Por Edgard Rodríguez
Recuerdo una época, en la que se le pedía a Julio Sánchez que por favor no renunciara al puesto de manager de la Selección Nacional de Beisbol.
Sin más transición que unos meses como coach del equipo de Nicaragua en el Mundial de 1994, Julio fue colocado al frente del Bóer y lo llevó al campeonato.

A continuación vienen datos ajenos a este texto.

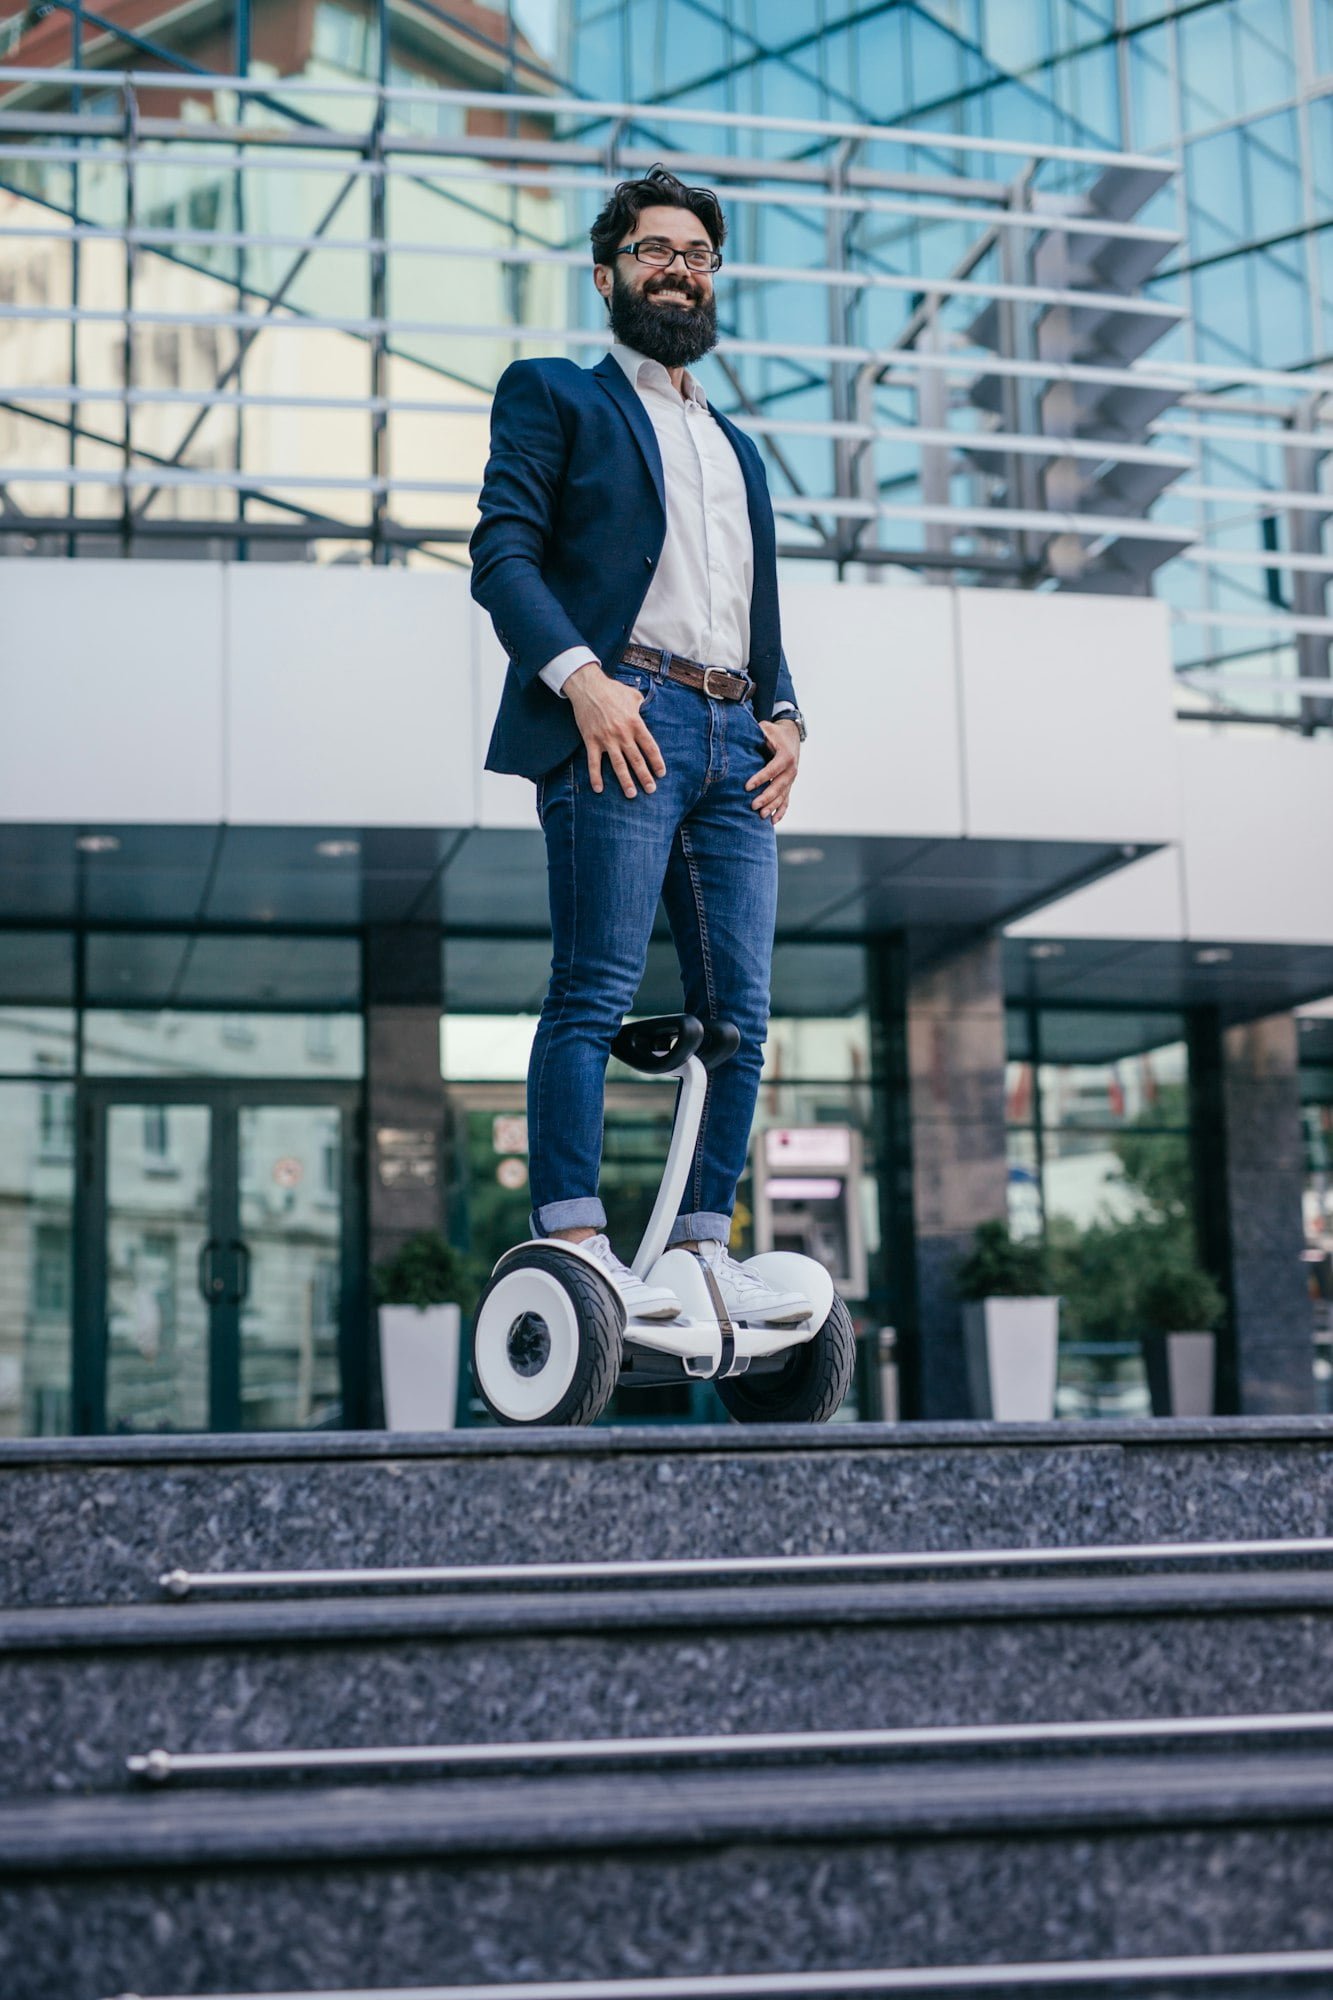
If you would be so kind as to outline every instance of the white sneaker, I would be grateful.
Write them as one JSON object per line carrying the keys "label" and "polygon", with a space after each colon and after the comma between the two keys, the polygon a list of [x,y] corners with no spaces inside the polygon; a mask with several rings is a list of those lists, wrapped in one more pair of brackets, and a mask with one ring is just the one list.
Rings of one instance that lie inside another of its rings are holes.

Y le dieron la Selección y la hizo ganadora de medallas.
Al conquistar un título con el Bóer en 1995, rompió las cadenas de fracasos de este club, que por lo general dominaba la liga, para luego irse de bruces en la Final. Sánchez acabó eso e hizo lo mismo con la Selección.
Inició con medalla de plata en el Preolímpico de Edmonton en 1995, luego con oro en los Juegos del Pacífico en Cali, para cerrar con bronce en la Copa de Cuba y hasta capturó plata en los Panamericanos de 1996.
Pero además de resultados, Julio logró impactar en la actitud de los jugadores. Puso disciplina y exprimió el talento. En realidad, les hizo hacer lo que él hacía como jugador: entregarse de lleno. Y se ganó el respeto.
Sánchez conquistó tres títulos en cuatro años con el Bóer, pero de pronto como que se la acabó su magia. En la Liga Profesional no solo no ha conquistado títulos, sino que hasta ha sido removido y alejado del equipo.
¿Será distinto ahora? Esa es su meta en este regreso al timón del Bóer en la Liga Profesional. Hombre capaz, con autoridad y experiencia, Sánchez debería ser exitoso, pero tiene que hacer ajustes en su labor para recuperar el brillo que una vez tuvo.